Hal itu disampaikan Bupati saat menjadi narasumber dalam Executive Meeting Lahan Pertanian Pangan Berkelanjutan (LP2B) yang diselenggarakan oleh Kementerian Pertanian Republik Indonesia di Bandar Lampung, Selasa (11/08/2020).
Seiring peningkatan kebutuhan pangan di masa mendatang membutuhkan komitmen pemerintah daerah untuk melindungi lahan pertanian tetap produktif.
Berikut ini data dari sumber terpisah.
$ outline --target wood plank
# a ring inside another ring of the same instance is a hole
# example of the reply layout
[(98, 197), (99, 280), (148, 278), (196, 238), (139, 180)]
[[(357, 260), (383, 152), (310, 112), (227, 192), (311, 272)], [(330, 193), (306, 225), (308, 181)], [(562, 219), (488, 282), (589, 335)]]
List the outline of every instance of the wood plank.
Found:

Maka di Kabupaten Lumajang diterbitkan Peraturan Daerah Nomor 7 Tahun 2018 tentang Perlindungan Lahan Pertanian Pangan Berkelanjutan.
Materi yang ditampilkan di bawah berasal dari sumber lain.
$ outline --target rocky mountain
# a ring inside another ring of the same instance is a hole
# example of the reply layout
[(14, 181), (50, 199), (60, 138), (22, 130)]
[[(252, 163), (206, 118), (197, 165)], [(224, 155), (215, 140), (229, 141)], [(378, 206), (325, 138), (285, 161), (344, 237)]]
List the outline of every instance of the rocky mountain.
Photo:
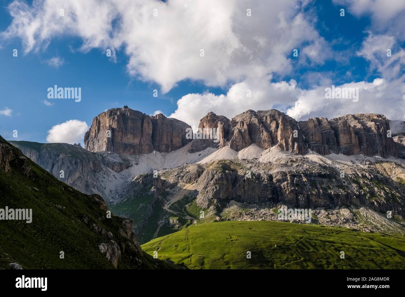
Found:
[(392, 139), (397, 143), (398, 156), (405, 159), (405, 121), (390, 121)]
[(398, 155), (394, 139), (387, 137), (388, 120), (382, 114), (348, 114), (330, 120), (313, 118), (298, 124), (308, 147), (321, 155)]
[(117, 108), (94, 118), (86, 149), (13, 143), (60, 180), (101, 195), (134, 221), (142, 243), (194, 223), (277, 220), (284, 205), (316, 210), (316, 223), (404, 233), (403, 124), (375, 114), (297, 122), (275, 110), (231, 120), (210, 112), (199, 126), (209, 137), (192, 141), (183, 122)]
[[(99, 195), (58, 180), (1, 136), (0, 185), (9, 217), (0, 224), (0, 268), (181, 268), (144, 253), (132, 221), (109, 215)], [(21, 209), (31, 210), (30, 222), (9, 219)]]
[(113, 108), (93, 120), (84, 136), (85, 148), (92, 152), (129, 154), (170, 152), (184, 146), (190, 126), (162, 114), (148, 116), (130, 108)]
[(231, 120), (210, 112), (201, 120), (199, 128), (217, 129), (221, 146), (228, 145), (237, 152), (253, 143), (264, 149), (276, 146), (301, 154), (307, 152), (296, 121), (275, 110), (249, 110)]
“Pilihan bagi kami adalah memastikan lahan pertanian tetap produktif salah satunya dengan kebijakan yang dikeluarkan pemerintah,” jelasnya di hadapan Gubernur dan sejumlah kepala daerah di Provinsi Lampung.
Pada kesempatan itu, Bupati juga menjelaskan langkah Pemkab Lumajang terkait ketersedian produksi pangan dan jaminan akses petani atas lahan. Komitmen tersebut untuk memberikan kesejahteraan bagi para petani di Lumajang.
Dikatakan bahwa Dinas Pertanian Kabupaten Lumajang mencatat sekitar 30 ribu hektar dari 32ribu hektar lahan keseluruhan telah masuk dalam LP2B.
“Sebagai wilayah agraris, kami harus melindungi supaya lahan pertanian tetap menjadi lahan pertanian, dengan tujuan akhirnya adalah swasembada pangan,” jelas Bupati. (red).